Searching the output of last

Jonathan I. Kamens jik at athena.mit.edu
Mon Apr 29 14:03:25 AEST 1991


In article <1991Apr29.021236.12132 at casbah.acns.nwu.edu>, navarra at casbah.acns.nwu.edu (John 'tms' Navarra) writes:
|> In article <1991Apr28.070748.5279 at bradley.bradley.edu> guru at buhub.bradley.edu (Jerry Whelan) writes:
|> >	Does anyone have/know of a program to parse the output of the
|> >'last' command and tell me who was logged in at some arbitrary time?
|> >I'd like to be able to type: 
|> >
|> > 			whenwho 9:56
|> 
|>          do last | grep time  

  I want to be polite, but I have an overwhelming urge to respond to this by
saying, "Get a clue."

  Mr. Whelan wants to know how to find out who was logged in at any particular
time, not who logged in or logged out at any particular time.

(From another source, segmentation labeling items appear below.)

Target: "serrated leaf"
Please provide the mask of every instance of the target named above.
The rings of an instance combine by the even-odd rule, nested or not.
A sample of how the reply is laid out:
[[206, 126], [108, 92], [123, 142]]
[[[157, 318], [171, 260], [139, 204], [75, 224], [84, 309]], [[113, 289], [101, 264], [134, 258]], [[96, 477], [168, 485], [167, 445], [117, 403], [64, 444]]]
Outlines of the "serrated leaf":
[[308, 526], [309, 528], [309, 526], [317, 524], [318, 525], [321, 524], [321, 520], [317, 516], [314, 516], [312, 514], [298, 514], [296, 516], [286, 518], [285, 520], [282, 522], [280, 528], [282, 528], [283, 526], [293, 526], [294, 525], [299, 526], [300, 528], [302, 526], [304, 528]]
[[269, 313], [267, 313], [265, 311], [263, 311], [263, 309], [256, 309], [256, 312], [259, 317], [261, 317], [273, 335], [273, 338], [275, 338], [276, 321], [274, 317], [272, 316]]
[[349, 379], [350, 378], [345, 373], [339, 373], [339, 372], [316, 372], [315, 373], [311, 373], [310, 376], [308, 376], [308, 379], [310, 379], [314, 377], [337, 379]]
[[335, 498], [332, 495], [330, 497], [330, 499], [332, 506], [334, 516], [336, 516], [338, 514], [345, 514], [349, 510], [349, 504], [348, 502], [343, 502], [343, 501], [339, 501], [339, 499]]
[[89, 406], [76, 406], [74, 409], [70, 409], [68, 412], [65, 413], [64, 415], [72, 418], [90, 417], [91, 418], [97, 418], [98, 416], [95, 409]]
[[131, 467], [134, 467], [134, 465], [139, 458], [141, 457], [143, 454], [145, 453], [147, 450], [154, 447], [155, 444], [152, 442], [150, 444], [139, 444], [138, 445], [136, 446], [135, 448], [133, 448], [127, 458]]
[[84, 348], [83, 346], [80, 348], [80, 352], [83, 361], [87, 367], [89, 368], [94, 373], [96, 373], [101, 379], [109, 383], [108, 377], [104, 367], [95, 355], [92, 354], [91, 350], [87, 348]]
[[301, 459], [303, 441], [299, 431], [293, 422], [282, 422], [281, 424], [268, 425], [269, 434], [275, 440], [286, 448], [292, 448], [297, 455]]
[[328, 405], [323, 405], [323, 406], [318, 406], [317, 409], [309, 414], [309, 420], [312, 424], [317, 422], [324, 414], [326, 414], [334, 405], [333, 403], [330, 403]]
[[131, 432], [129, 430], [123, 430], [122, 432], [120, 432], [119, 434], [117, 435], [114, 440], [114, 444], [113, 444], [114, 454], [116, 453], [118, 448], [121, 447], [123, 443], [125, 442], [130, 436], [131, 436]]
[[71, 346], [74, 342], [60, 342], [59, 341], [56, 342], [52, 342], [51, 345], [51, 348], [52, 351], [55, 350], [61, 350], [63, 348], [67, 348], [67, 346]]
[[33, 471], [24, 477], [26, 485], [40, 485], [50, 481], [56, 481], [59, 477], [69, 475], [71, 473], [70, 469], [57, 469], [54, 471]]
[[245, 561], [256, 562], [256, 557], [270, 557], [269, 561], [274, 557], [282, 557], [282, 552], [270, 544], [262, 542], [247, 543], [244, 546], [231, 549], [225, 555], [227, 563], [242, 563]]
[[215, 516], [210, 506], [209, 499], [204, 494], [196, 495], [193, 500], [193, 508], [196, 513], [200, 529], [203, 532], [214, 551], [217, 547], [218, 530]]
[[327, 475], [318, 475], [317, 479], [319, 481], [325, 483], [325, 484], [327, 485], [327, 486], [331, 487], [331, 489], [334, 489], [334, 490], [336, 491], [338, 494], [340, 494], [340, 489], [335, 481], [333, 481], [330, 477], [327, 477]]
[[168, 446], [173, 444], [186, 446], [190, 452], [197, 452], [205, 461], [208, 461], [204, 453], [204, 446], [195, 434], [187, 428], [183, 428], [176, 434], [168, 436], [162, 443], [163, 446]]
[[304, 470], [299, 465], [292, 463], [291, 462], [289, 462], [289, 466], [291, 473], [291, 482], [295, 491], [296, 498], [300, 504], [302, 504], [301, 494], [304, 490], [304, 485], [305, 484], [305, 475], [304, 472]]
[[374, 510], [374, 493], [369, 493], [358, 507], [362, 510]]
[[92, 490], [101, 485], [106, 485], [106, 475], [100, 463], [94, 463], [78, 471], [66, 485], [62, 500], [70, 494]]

  The output of "last" indicates only the time a user logged in, and the time
he/she logged out.  Therefore, grepping for a particular time will catch only
the people who logged in or logged out during that minute.

  In order to do what Mr. Whelan wants, you need a utility that reads the
output of last (or reads /usr/adm/wtmp directly) and checks each pair of login
and logout times to see if the specified time is between them.